La vie politique, quant à elle, semble assez mouvementée, avec en guest-star, l'inséparable tandem pouvoir-corruption. Les règlements de comptes sont fréquents dans ce milieu, et la plupart des politiques intègres ou animés de velléités réformistes se font buter.

Récemment encore, alors que l'Inde avait grandement besoin de réformes pour rééquilibrer son économie, Indira Gandhi décida de supprimer les colossales rentes d'Etat alloués gracieusement aux centaines de maharadjas du pays. Elle l'a payé de sa vie en se faisant assassiner.

Au sujet du conflit en Irak, un bon 99% des hindous désapprouvent la politique américaine. Les commentaires sur les murs à ce sujet sont assez parlants :
« American Godzilla » « Mort aux oppresseurs » « Mort à Bush » « Qui sont les terroristes ? » « Americans = Barbarians » etc...

Je souhaite beaucoup de courage aux américains qui aiment tripper et voyager (ici et ailleurs... z'aurons quelques soucis de communication!).

Voilà, c'était juste un petit point de vue très perso sur un très grand pays, dans tous les sens du terme, un pays dont on ferait bien de s'inspirer pour le coté peace et tolérant, et qui ferait bien d'oublier tous nos préceptes égoïstes, capitalistes et destructeurs.

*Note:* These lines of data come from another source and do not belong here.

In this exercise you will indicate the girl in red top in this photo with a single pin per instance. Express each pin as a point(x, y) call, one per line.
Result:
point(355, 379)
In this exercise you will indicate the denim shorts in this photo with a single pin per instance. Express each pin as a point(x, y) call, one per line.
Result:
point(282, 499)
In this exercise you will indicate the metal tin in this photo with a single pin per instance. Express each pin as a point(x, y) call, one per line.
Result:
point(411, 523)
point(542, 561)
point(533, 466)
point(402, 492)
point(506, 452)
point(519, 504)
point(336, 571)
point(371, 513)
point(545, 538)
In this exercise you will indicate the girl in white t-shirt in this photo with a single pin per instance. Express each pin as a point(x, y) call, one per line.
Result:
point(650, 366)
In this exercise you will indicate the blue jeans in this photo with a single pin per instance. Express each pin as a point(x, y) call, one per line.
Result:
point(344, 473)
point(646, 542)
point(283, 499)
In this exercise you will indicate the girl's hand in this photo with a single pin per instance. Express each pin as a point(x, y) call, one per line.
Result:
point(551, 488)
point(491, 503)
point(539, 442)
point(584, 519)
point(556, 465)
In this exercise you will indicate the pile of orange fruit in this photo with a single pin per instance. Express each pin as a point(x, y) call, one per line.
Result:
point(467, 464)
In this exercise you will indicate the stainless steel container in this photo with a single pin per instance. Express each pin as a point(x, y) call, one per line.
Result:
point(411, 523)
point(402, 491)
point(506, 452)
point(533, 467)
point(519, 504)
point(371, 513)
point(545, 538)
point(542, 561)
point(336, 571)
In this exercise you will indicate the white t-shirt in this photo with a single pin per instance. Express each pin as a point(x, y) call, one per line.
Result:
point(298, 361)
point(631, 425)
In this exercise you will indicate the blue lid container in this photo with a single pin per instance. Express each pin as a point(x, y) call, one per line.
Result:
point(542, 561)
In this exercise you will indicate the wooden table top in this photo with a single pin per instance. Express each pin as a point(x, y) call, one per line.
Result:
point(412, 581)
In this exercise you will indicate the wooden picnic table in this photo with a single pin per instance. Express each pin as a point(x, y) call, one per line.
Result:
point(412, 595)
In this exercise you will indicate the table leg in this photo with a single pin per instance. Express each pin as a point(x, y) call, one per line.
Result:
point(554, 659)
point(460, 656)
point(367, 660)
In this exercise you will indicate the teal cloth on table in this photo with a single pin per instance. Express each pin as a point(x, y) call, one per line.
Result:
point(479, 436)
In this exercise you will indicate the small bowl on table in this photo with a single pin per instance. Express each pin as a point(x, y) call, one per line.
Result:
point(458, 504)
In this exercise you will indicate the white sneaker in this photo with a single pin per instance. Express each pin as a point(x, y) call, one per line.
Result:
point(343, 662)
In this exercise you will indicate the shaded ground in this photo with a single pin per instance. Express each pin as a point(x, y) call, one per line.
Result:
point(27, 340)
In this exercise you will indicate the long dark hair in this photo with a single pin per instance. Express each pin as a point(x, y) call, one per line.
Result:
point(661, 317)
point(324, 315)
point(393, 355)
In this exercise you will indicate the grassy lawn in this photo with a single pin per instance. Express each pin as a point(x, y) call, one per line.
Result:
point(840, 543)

J'ai d'ailleurs croisé un couple de parisiens (les pauvres... c'est pas leur faute...) qui me faisait remarquer que nous avions beaucoup de choses à apprendre ou plutôt à réapprendre de ce pays. Je ne pense pas que ce soit propre à l'Inde, mais c'est toujours dans les pays pauvres ou opprimés que l'on éprouve ce genre de sentiments... allez savoir pourquoi..

Yannos
De décembre 2002 à juin 2003.
De New Delhi à New Delhi en passant par Katmandou.